A Norwegian-Irish woman who was a full-time carer for her severely disabled daughter for 36 years has penned an emotional blog post on what would have been her daughter's 37th birthday.
Johanne Powell's daughter Siobhan was born with an extremely rare chromosomal disorder known as Ring Chromosome 8 and given just one year to live.
Siobhan peacefully passed away on August 4 last year at the age of 36.
Johanne, a Norwegian woman living in County Wexford, penned an emotional blog entry in February for what would have been her daughter's 37th birthday, stating that it has been "37 years of heartache and laughter, of hardship and fun, of great new friendships and terrible loneliness".
"Mainly it has been 37 years of love, unconditional, uncomplicated love," she wrote.
She wrote that the first years of Siobhan's life were marked by kidney trouble and said that her daughter likely would have died before her first birthday had she not received experimental treatment at Our Lady's Children's Hospital in Crumlin.
Even with that treatment, however, Siobhan was still missing one kidney, while her other kidney only worked at about 60%. She also developed epilepsy later in life, with Johanne describing her first epileptic fit as the "most frightening thing" she had ever witnessed.
Siobhan was fed through a tube for the first six months of her life and remained on liquids for the following 36 years.

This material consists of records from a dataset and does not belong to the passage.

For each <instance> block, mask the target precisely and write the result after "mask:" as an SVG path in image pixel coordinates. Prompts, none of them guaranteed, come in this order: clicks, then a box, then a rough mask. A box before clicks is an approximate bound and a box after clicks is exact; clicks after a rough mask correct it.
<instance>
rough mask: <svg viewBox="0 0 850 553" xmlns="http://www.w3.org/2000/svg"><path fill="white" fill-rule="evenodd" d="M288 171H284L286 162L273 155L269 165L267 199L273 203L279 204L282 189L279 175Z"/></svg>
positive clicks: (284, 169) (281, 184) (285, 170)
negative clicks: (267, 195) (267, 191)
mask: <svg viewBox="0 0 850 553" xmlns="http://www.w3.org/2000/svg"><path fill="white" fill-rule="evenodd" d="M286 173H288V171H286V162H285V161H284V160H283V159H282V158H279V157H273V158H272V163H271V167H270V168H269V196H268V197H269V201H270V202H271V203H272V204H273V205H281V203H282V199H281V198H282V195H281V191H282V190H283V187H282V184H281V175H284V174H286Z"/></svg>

Her condition was so rare that it didn't even have a name, Johanne said, while the chances of being born with it are more than one in a million.

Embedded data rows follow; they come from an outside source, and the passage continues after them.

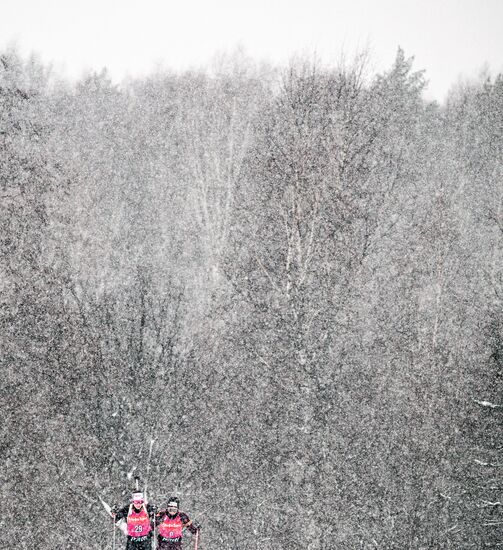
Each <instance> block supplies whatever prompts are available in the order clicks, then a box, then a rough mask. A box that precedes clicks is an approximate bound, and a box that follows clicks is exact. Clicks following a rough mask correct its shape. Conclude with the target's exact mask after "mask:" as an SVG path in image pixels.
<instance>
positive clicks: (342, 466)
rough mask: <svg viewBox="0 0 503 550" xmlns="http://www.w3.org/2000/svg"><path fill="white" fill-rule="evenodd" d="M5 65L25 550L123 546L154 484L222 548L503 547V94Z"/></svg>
mask: <svg viewBox="0 0 503 550" xmlns="http://www.w3.org/2000/svg"><path fill="white" fill-rule="evenodd" d="M412 53H413V52H412ZM0 61H1V63H0V186H1V188H0V194H1V201H0V208H1V216H0V223H1V231H0V237H1V240H0V246H1V248H0V289H1V292H0V300H1V302H0V322H1V326H2V340H1V341H2V354H1V362H2V373H3V376H2V382H1V396H2V401H1V404H2V413H3V418H2V424H1V430H2V438H1V441H2V444H1V451H0V457H1V459H2V464H3V468H2V474H3V475H2V485H1V491H2V492H1V496H2V498H3V500H4V502H8V503H9V504H10V506H8V507H5V508H4V511H3V517H2V519H3V523H4V525H6V526H9V528H8V529H7V530H5V528H4V535H5V534H6V533H7V534H8V539H9V543H8V547H9V548H16V549H20V550H22V549H30V550H31V549H33V548H37V549H38V550H44V549H47V550H49V549H53V548H72V549H75V550H77V549H82V550H91V549H96V550H98V549H101V550H105V549H111V548H112V522H111V520H110V517H109V515H108V514H107V512H106V509H105V508H104V507H103V506H102V505H101V503H108V505H117V506H123V505H124V504H125V503H127V502H128V499H129V497H130V493H131V490H132V489H134V478H135V476H140V478H141V483H142V484H143V486H144V489H145V490H146V491H147V494H148V499H149V501H150V502H151V503H153V504H155V505H157V506H160V507H161V506H165V505H166V502H167V499H168V498H169V497H170V496H178V497H179V498H180V499H181V503H182V509H183V510H184V511H186V512H187V513H188V514H189V515H190V516H191V517H193V518H194V519H196V520H197V521H198V522H199V523H200V524H201V525H202V531H201V543H200V548H202V549H203V550H205V549H208V550H209V549H217V548H219V549H240V550H241V549H242V550H248V549H255V548H257V549H258V548H260V549H262V550H290V549H291V550H298V549H299V548H309V549H311V550H321V549H327V550H331V549H336V548H345V549H367V548H382V549H404V548H414V549H427V548H452V549H460V548H484V547H487V548H489V547H495V546H496V545H497V544H498V543H499V544H501V541H502V531H501V525H502V522H503V518H502V507H501V499H502V496H503V494H502V486H501V479H500V473H501V464H502V457H501V441H502V435H503V434H502V428H501V416H500V415H501V405H499V403H503V397H502V389H503V384H502V380H503V313H502V312H503V309H502V300H503V263H502V259H503V254H502V253H503V161H502V159H503V78H502V77H501V76H497V77H496V78H487V79H486V80H483V81H480V80H479V81H473V82H467V83H464V84H462V85H461V84H459V85H457V86H455V87H454V88H453V89H452V90H451V92H450V95H449V97H448V99H447V101H446V102H445V104H442V105H440V104H437V103H432V102H428V101H427V100H426V99H425V98H424V89H425V82H426V80H427V77H428V75H425V74H423V72H422V71H420V68H416V67H415V64H414V63H413V60H412V59H411V58H410V59H409V58H408V57H407V55H406V54H405V53H404V52H403V51H402V50H398V53H397V56H396V61H395V63H394V64H393V65H392V66H391V67H390V68H389V70H388V71H386V72H384V73H381V74H372V72H371V70H370V69H369V68H368V67H367V66H366V61H365V57H364V56H362V57H358V58H356V59H355V60H354V61H353V62H351V63H347V64H346V65H340V66H333V67H321V66H316V64H313V63H311V62H304V61H302V60H297V61H295V62H292V64H291V66H290V67H289V68H275V67H269V66H264V65H256V64H254V62H253V61H252V60H250V59H247V58H246V57H244V56H243V55H241V54H236V56H234V57H229V58H225V59H223V60H222V63H221V66H218V67H216V68H214V69H213V70H212V71H207V72H202V71H201V72H197V71H192V72H184V73H176V74H175V73H169V72H165V73H157V74H153V75H151V76H150V77H148V78H143V79H137V80H130V81H127V82H125V83H123V84H121V85H120V86H119V85H116V84H114V83H112V81H111V80H110V79H109V77H108V75H107V73H106V71H103V72H101V73H95V74H91V75H88V76H87V77H86V78H83V79H82V80H80V81H79V82H78V83H76V84H74V85H73V84H72V85H71V84H69V83H66V82H63V81H61V80H59V79H58V78H57V77H56V76H55V75H53V74H51V72H50V71H49V70H48V69H47V68H46V67H44V66H41V65H40V64H39V63H38V62H37V61H36V60H35V59H30V60H23V59H21V58H20V57H19V56H18V54H16V52H15V51H11V50H9V51H5V52H3V53H2V54H1V58H0ZM5 536H7V535H5ZM117 544H118V545H119V546H122V545H124V538H123V536H122V534H119V533H118V534H117ZM190 544H191V542H190V535H187V539H186V547H189V546H190Z"/></svg>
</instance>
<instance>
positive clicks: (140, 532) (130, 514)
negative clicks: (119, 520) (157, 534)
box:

Siobhan's condition naturally required round-the-clock care and Johanne admitted in 2016 that she was "bored out of her tree" by the constant repetition.
"I'm not doing this job by choice," she told the Irish Times in 2016. "I'm doing this job because I have to do it; because there is no alternative. I don't want to do it anymore. I'm bored. I'm bored out of my tree doing the same thing day in, day out, with no changes."
Johanne and her Irish husband Alan were required to be full-time carers, allowing them to have just three weeks of respite every year.
Johanne revealed that she could never be spontaneous with her husband and said that she didn't know what her local town looked like after 5 p.m.
The couple believed that Siobhan was "entitled to a life away from them" and put her name down for long-term residential care but had no success.
She told the Irish Times that felt guilty about not wanting her daughter at home but said there were times when she simply couldn't cope.
"It's hard to say these things, because you do feel guilty about saying you don’t want your daughter at home. It’s not that we don’t want her at home, but I don't think I can cope much longer," she told the Irish Times five years ago.
Johanne has spent much of her life fighting for disability and carer issues and said in the recent blog post that Siobhan had almost no access to therapy or education during her youth.
"We had to fight for everything. We went to genetic counselling—well, counselling is a bit exaggerated, we went to see a genetic counsellor for an hour. At the time there was only one genetic counsellor in the whole country," she wrote.
"The South Eastern Healthboard had very little input into her and our life. We would see the public health nurse maybe every second year, we never saw a social worker, in later years she would see physiotherapists, occasionally a speech therapist and I think twice a dietician."
Siobhan attended pre-school at St. Claire's Day Centre in Wexford until she was 13, but Johanne was required to drive her to and from the school every day. A local politician eventually secured transportation to and from the pre-school after years of lobbying from Johanne and Alan.
She subsequently attended Ard Aoibhinn for six years where she was taught by a teacher from St. John's School in Enniscorthy.
"She loved it. I could see the improvement in her," Johanne told the Irish Independent last year.
Johanne added that her daughter was always "treated like a problem" but said that she was never a problem and always good-humored. She said that her daughter also experienced transportation problems at Ard Aoibhinn.
Johanne also opened up to the Irish Times about the harsh realities of caring for a disabled child.
"I swear to God I could walk into a supermarket and rob the place blind, because once you have a child in a wheelchair, by definition you're a good person. It doesn't matter what you really are.
"Sorry. I'm going to be very straight about it: she's not special. She's damaged goods. I wanted the child that I thought I was going to have. The one that was going to have two children by now."
In a heartbreaking interview with Ireland's Late Late Show in 2016, Johanne said that she wished she could have met "the child that Siobhan could have been".
"You love her, but at the same time there’s a child there that you thought you were going to have and that you never met. I would love to meet the child that Siobhan could have been if she didn’t have the chromosome disorder."
In November 2020, Johanne said that she would do "anything" to get her daughter back for just a day so that she could hold her once again.